At the beginning of the organic trend, some supermarkets stupid choice produce imported from neighboring countries. But because the alert and inquisitive consumers who we are, we quickly picked up on the fact that this has led to food with a high carbon footprint. If you have not heard of this concept, it's time you took notice. Let's look at two farms, both to sell produce to Cape Town. One farm in Hermanus and the other in Upington. The products of Hermanus has a smaller footprint than that of Upington, because they are denser and less carbon emitted during childbirth. Moreover, the extra length means that the products of Upington will burn a bigger hole in your wallet.

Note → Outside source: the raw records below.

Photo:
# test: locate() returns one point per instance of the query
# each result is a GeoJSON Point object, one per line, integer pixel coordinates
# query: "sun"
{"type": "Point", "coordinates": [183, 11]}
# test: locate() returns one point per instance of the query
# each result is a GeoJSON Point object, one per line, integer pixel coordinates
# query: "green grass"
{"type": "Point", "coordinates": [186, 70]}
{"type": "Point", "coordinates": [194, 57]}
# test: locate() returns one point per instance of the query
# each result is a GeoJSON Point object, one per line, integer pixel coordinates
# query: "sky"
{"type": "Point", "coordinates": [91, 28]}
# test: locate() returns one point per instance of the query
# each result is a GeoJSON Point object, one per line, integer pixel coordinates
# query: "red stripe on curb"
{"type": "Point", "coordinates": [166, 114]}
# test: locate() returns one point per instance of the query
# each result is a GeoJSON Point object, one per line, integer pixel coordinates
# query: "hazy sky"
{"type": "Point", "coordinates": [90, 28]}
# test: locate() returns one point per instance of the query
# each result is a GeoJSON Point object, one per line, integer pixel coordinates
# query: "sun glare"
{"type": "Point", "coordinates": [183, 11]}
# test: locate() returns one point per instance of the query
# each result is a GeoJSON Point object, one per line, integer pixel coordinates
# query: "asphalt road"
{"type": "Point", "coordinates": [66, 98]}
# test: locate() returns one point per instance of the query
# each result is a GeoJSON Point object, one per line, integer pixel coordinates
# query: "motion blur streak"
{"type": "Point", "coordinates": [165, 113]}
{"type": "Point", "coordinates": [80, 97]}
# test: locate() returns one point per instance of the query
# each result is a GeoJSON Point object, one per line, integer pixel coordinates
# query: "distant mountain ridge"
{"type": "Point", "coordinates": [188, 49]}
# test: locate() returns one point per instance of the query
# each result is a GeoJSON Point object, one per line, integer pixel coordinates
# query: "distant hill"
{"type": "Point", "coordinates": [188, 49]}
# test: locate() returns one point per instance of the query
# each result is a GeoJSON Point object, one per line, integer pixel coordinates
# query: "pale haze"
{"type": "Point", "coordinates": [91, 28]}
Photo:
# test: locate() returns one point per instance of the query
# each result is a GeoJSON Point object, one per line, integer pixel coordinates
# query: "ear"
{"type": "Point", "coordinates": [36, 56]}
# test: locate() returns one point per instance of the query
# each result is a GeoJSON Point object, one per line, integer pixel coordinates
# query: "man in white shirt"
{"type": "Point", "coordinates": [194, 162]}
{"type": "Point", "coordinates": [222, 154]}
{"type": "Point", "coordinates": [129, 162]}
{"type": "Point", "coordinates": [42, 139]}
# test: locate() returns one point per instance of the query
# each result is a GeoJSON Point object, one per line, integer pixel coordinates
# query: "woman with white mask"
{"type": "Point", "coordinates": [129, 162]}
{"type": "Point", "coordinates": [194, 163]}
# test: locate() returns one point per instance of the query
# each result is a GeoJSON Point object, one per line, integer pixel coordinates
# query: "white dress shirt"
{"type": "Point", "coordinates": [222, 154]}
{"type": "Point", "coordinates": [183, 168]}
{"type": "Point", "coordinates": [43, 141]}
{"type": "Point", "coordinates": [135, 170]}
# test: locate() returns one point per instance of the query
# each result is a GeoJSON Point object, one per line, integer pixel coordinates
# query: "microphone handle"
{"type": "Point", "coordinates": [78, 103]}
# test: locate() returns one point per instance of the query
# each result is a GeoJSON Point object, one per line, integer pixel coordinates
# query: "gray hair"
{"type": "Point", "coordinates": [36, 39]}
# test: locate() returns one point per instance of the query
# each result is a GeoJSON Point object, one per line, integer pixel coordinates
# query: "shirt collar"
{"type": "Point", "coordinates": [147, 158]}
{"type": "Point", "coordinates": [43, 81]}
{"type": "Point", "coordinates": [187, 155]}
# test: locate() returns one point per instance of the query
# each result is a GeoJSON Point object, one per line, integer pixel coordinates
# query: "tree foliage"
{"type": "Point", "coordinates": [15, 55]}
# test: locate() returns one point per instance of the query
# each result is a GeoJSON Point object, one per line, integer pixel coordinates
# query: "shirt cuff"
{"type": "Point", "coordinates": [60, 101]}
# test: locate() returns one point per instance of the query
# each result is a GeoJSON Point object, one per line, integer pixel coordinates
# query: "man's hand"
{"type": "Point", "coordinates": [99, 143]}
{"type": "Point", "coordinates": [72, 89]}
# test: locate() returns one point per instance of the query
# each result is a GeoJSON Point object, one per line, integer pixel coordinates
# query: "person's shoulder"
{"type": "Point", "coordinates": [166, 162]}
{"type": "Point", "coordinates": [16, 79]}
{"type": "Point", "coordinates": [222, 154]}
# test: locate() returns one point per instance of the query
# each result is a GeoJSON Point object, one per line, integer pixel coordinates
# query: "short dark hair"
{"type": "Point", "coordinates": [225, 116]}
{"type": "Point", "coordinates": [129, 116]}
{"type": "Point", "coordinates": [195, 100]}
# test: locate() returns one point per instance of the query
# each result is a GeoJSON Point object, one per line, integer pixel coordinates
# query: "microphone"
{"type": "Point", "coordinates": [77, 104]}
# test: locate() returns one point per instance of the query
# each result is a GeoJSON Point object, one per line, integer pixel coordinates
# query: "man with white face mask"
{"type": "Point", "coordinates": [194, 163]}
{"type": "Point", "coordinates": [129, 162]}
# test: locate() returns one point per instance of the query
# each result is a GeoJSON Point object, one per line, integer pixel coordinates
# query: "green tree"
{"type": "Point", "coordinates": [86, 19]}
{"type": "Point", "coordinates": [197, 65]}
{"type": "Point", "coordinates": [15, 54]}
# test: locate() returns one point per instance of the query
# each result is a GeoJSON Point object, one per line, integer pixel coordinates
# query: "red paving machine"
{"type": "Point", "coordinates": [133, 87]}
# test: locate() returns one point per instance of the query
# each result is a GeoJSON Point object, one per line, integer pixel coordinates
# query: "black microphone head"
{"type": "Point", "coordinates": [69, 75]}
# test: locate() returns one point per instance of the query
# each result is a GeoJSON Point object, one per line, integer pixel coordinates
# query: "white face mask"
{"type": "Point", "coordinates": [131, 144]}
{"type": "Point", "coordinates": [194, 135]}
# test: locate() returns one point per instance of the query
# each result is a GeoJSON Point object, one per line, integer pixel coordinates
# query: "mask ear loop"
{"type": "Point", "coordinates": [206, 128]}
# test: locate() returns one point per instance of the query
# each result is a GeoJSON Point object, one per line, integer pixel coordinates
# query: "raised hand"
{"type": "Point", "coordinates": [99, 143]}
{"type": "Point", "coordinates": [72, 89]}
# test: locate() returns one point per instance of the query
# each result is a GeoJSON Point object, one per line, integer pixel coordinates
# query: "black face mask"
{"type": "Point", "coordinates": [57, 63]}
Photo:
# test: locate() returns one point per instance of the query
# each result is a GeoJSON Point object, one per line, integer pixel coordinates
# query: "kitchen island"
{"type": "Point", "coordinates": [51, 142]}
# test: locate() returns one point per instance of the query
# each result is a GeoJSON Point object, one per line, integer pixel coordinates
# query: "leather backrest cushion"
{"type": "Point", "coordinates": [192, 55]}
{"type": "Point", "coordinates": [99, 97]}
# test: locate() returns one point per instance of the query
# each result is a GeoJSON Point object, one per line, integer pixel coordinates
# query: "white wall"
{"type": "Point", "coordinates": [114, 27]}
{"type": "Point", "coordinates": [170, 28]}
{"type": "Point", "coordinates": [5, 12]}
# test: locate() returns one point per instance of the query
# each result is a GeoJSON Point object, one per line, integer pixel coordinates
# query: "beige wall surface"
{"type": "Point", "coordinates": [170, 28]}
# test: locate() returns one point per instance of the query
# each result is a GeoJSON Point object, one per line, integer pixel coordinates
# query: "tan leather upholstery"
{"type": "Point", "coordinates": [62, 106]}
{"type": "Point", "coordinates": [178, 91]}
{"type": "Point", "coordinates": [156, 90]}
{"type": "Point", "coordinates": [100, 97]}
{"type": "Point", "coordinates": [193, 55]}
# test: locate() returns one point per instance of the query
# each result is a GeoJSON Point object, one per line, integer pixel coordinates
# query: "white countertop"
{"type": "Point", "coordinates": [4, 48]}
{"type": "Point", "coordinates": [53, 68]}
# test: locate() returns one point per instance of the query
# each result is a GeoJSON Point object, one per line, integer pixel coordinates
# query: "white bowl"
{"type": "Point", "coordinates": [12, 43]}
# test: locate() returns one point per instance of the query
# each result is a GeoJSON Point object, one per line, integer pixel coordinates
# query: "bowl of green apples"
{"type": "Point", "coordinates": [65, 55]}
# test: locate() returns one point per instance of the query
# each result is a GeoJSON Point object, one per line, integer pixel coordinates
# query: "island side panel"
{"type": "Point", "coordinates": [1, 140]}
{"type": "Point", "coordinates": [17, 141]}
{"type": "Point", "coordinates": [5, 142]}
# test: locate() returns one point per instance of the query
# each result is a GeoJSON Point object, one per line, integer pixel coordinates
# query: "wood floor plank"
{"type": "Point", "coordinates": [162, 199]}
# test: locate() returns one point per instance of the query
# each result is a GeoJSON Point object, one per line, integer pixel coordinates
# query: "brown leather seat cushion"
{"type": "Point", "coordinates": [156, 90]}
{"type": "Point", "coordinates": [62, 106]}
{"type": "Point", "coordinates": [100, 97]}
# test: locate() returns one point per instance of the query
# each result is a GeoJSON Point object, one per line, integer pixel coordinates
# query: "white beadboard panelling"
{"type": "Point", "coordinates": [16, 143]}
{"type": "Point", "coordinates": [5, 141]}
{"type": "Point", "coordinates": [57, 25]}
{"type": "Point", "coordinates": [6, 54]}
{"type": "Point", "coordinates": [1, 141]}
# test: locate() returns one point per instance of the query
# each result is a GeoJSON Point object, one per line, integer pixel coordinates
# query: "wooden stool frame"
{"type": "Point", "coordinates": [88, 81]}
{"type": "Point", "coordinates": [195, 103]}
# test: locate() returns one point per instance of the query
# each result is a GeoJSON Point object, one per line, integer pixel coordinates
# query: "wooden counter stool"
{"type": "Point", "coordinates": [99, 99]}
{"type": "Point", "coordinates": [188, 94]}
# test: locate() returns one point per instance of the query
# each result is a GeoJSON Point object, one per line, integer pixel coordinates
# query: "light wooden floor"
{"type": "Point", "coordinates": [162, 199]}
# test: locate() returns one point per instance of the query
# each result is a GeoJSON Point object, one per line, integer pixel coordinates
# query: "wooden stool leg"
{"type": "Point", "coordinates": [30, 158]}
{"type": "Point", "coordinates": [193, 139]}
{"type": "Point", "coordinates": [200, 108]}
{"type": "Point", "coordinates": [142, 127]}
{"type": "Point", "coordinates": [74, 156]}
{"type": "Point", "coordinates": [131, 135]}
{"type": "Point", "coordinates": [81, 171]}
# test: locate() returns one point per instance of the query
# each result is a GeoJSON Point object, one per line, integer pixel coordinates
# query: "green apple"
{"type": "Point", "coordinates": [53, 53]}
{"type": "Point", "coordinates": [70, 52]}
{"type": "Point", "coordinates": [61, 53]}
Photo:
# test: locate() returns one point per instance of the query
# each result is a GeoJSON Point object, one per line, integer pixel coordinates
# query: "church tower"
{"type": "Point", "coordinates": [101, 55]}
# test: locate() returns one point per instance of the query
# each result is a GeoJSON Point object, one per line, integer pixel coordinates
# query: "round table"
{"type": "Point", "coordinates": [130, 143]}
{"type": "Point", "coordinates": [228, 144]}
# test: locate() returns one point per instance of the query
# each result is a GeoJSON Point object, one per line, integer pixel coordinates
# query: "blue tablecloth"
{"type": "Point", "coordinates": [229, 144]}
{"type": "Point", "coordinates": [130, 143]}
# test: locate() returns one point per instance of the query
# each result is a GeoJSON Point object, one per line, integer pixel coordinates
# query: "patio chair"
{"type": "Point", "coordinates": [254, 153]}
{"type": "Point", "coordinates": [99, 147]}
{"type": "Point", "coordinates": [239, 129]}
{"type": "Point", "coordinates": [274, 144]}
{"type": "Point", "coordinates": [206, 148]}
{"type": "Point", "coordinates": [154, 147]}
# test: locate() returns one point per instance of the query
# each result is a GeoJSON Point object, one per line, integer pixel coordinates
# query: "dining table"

Cynicism aside, the truth is that some of what organic food is more expensive than conventional products, but in other areas it is not. It all depends on where you shop and what to buy. If you want to buy long-stemmed broccoli Woolworths' flown all the way from Botswana (high carbon footprint alert!) Then you go to pay more. On the other hand, there will always be cheap inorganic food available, because some people do not care or can not afford to care about their neighbors well, let alone chicken welfare.
Yet it is important to support your local farmers. We are slowly approaching a post-era of globalization (travel is increasingly expensive and communities are becoming self-sustaining), which means that it is better to fork out that extra R2 for a bag of spinach in your community. Most supermarkets or grocery stores may have questions about where food comes from the answer. In Cape Town you can even join the Ethical Co-op, where each week a group of organic farmers a stop at a predetermined meeting place (you can subscribe to their mailing list) and sell their products, a worthy effort in a city so far path of most agricultural land.
Most people can afford to eat green. Not only is it ethically and environmentally a better choice, but it is much healthier. Your food will contain fewer preservatives and additives than normal, what if someone allergic to sulfur, along with a host of other irritants, it is a blessing.